Segundo matéria de Bela Megale em O Globo, o delegado da Polícia Federal Franco Perazzoni foi dispensado, na última quinta-feira, da função de chefe da Delegacia de Repressão à Corrupção e Crimes Financeiros do Distrito Federal. O afastamento aconteceu menos de um mês depois de ele chefiar a operação que fez buscas em endereços do ministro do Meio Ambiente, Ricardo Salles.

Batizada de Akuanduba, a operação liderada por Perazzoni apura se o ministro atuou em favor de madeireiros que exportaram matéria-prima de maneira ilegal. O delegado, apesar da decisão, continua à frente da investigação envolvendo Salles.

A remoção do delegado da função de chefia foi vista por grande parte de seus pares como uma represália pela investigação contra Salles. Segundo fontes da PF, a decisão de tirar Perazzoni da função foi da própria Superintedência do DF e não da direção-geral do órgão.

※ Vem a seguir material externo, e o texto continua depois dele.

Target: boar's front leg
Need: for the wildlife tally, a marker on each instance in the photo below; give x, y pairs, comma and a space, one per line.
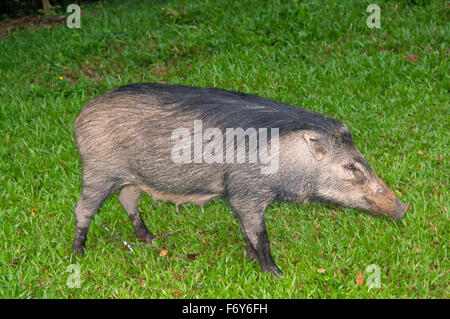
129, 197
255, 234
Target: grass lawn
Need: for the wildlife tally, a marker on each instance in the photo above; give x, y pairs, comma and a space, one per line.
389, 85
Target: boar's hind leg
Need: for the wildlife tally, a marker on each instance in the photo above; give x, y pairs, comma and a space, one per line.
254, 230
88, 204
129, 197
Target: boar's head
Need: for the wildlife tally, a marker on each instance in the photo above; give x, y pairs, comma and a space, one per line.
344, 178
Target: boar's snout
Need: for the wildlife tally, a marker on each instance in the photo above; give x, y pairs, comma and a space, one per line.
384, 202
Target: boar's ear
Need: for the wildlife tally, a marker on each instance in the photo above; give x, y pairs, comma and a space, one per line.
317, 148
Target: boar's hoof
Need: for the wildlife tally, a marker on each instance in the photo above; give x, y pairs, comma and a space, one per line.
274, 270
251, 254
80, 251
146, 236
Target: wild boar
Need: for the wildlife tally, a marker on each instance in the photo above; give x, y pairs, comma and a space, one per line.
190, 144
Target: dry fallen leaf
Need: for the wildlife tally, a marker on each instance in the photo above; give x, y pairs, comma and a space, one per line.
412, 58
192, 256
359, 278
163, 252
176, 292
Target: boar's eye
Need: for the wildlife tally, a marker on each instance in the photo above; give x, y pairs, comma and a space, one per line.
350, 166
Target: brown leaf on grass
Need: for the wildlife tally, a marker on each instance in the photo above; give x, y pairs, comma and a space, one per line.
176, 292
412, 58
359, 278
192, 256
163, 252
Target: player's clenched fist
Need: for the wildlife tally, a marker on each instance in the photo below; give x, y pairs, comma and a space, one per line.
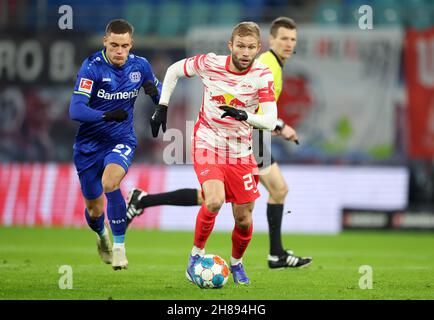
117, 115
150, 88
237, 114
159, 118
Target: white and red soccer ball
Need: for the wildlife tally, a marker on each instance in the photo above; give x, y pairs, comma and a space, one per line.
211, 271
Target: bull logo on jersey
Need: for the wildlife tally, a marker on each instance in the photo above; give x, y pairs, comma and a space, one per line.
135, 76
229, 100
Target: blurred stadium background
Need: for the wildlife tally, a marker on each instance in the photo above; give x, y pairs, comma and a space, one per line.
361, 100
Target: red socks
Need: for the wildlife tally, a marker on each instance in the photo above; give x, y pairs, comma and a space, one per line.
204, 224
240, 240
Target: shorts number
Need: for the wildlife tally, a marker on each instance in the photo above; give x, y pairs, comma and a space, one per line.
119, 147
248, 182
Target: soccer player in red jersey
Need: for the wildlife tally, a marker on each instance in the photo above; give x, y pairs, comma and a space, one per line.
234, 86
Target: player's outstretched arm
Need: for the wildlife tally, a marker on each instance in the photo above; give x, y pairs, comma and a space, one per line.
159, 118
79, 110
266, 121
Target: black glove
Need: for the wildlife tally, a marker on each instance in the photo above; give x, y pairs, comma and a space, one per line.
150, 88
158, 118
117, 115
237, 114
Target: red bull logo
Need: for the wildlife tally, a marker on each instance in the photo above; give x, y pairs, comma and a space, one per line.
229, 100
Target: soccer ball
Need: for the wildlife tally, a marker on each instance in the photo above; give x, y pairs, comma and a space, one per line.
211, 271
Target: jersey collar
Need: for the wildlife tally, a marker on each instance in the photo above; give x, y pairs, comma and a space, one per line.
228, 61
277, 58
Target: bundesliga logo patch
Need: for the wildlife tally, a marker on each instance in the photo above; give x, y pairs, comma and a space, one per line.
135, 76
85, 85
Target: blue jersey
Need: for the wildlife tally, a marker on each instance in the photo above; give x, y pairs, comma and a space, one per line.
108, 88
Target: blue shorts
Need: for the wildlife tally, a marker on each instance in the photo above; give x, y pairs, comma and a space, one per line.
90, 167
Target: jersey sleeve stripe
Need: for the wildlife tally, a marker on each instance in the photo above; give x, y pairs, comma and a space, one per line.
103, 55
185, 69
83, 93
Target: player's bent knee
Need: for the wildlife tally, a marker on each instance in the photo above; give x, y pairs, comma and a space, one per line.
95, 211
109, 185
244, 223
279, 194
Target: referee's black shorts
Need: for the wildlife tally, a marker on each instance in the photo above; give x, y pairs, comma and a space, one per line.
262, 154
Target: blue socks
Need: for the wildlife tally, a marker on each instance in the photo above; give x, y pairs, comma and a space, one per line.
97, 224
117, 215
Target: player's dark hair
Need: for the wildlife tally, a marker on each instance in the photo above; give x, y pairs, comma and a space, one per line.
246, 28
284, 22
119, 26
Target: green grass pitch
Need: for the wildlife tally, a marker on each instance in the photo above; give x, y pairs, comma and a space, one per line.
402, 266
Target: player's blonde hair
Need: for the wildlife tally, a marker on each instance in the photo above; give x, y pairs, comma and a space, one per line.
246, 28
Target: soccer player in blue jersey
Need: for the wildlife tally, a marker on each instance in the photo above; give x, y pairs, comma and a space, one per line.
107, 86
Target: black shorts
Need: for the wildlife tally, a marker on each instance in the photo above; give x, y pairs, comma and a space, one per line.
262, 154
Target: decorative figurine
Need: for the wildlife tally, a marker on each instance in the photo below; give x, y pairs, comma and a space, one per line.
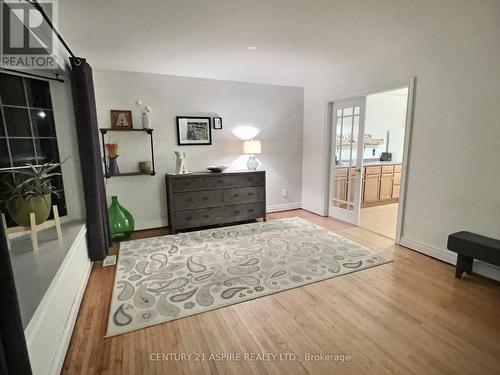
146, 118
180, 164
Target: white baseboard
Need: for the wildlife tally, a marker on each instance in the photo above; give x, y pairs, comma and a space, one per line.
481, 268
62, 348
150, 224
284, 207
49, 331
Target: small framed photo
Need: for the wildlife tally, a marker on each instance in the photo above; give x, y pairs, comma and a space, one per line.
194, 131
121, 120
218, 123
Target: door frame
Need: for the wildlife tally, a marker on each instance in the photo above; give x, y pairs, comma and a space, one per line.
354, 216
411, 85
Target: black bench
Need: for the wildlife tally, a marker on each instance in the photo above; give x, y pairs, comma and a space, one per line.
470, 246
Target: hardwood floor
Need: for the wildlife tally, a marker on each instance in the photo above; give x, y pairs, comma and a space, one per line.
410, 316
381, 219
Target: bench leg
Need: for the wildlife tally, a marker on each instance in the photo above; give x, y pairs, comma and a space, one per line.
464, 264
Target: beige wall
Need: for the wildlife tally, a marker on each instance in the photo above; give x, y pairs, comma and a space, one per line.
275, 110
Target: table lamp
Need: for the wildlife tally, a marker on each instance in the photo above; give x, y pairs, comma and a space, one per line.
252, 147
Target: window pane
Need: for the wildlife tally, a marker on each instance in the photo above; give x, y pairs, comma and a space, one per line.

A coluna apurou que a proposta da Superintendência do DF era de tirar Perazzoni desta chefia para promovê-lo ao posto de número três na hierarquia do órgão local. O movimento de promoção, no entanto, não aconteceu.

Essa não é a primeira mudança na PF ligada a ações contra o ministro do Meio Ambiente. Um dia após apresentar uma noticia-crime contra Salles no Supremo Tribunal Federal, o superintendente da PF no Amazonas, Alexandre Saraiva, foi afastado desse posto e removido para Volta Redonda (RJ).